Whereas it is developmentally appropriate for young children to be energetic and active, the observation that many mothers found their children’s daily activity level to be problematic has not, to our knowledge, been reported previously in the physical activity and health promotion literature. The finding that mothers also reported putting more effort into decreasing rather than increasing their children’s activity level is important, as these mothers may be less inclined to promote PA in their children. This theme was associated with lower Parenting Laxness, or less permissive parenting. These mothers who are stricter and more consistent in providing discipline are more likely to be bothered by their child’s high PA level. Mothers also described in Theme 2 concern that over-activity interfered with behavioral compliance and ability to focus; this finding adds additional insight into reasons why mothers may believe that a high activity level is problematic. Prior research [12], via focus group analysis, has described how parents may perceive PA as displacing “creative and mental pursuits” in their children. Mothers may be concerned that high activity levels may be associated with decreased school readiness or detract from academic achievement in their children.

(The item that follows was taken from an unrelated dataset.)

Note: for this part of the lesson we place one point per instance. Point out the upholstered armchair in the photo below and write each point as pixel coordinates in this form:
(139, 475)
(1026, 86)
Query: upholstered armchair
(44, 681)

The perception of high PA level being problematic is concerning for several reasons. First, as mentioned above, these mothers may be less inclined to want to increase PA in their children, and may, in fact, devote more time to decreasing their children’s activity to a more manageable level. Secondly, this perceived over-activity may be difficult for mothers to manage, leading to harsh parent–child interactions, which may lead to a negative perception of PA among the children and a preference for sedentary activities. Lastly, promotion of PA in children can lead to improved behavioral outcomes at school [34, 35] and improved executive function [36], with less desirable behavior associated with restricting PA [37]. Thus, although promotion of PA in a child who is already perceived as overly active may seem counterintuitive to many mothers, explaining that it may in fact be beneficial for behavior at home and school may be a possible PA promotion strategy.

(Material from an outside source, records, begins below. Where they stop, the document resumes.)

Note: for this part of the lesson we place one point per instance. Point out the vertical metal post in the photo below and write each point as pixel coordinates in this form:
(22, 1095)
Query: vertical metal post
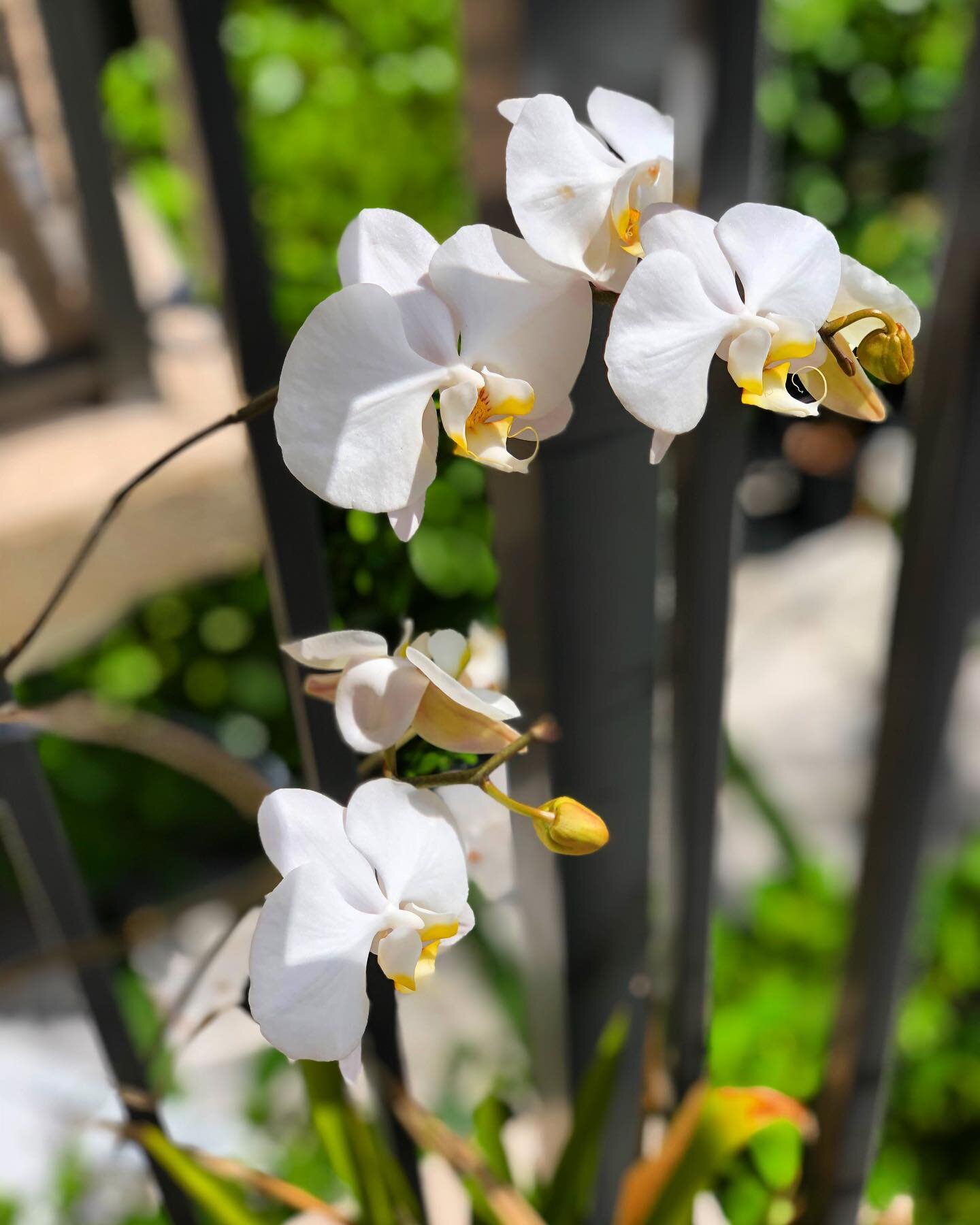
(598, 557)
(937, 594)
(600, 531)
(295, 560)
(61, 912)
(708, 465)
(74, 49)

Strengths of this study include a large sample size, inclusion of characteristics of the family, inclusion of both mother and child characteristics in our analysis, as well as the semi-structured interview format. Several limitations should be considered. The mothers’ answers to the questions about physical activity may have been affected by the series of questions that preceded them. There may also have been social desirability bias in their answers leading to a greater number of mothers who described their child as very active. Furthermore, children’s actual physical activity levels were not measured, therefore it cannot be determined how closely maternal perceptions of child activity level align with objective measures. In addition, only low-income English speaking mothers were included in this sample. Ultimately, the results of this qualitative work may only be applicable to other native English speaking low-income mothers in this area of the US. Finally, although complex and difficult to measure, parenting is likely an important contributor to child PA. Future works should include more detailed and observational measures of parenting styles and practices, to test their associations with maternal beliefs about child activity level.

Conclusions

Mothers believe their young children to be sufficiently active, and sometimes overly active. Public health messages about promoting PA in young children may be made more effective if they are informed by a more detailed understanding of how mothers of young children think about PA. Future work might consider testing the effectiveness of incorporating these maternal belief systems into a childhood obesity intervention designed to increase maternal promotion of young children’s physical activity.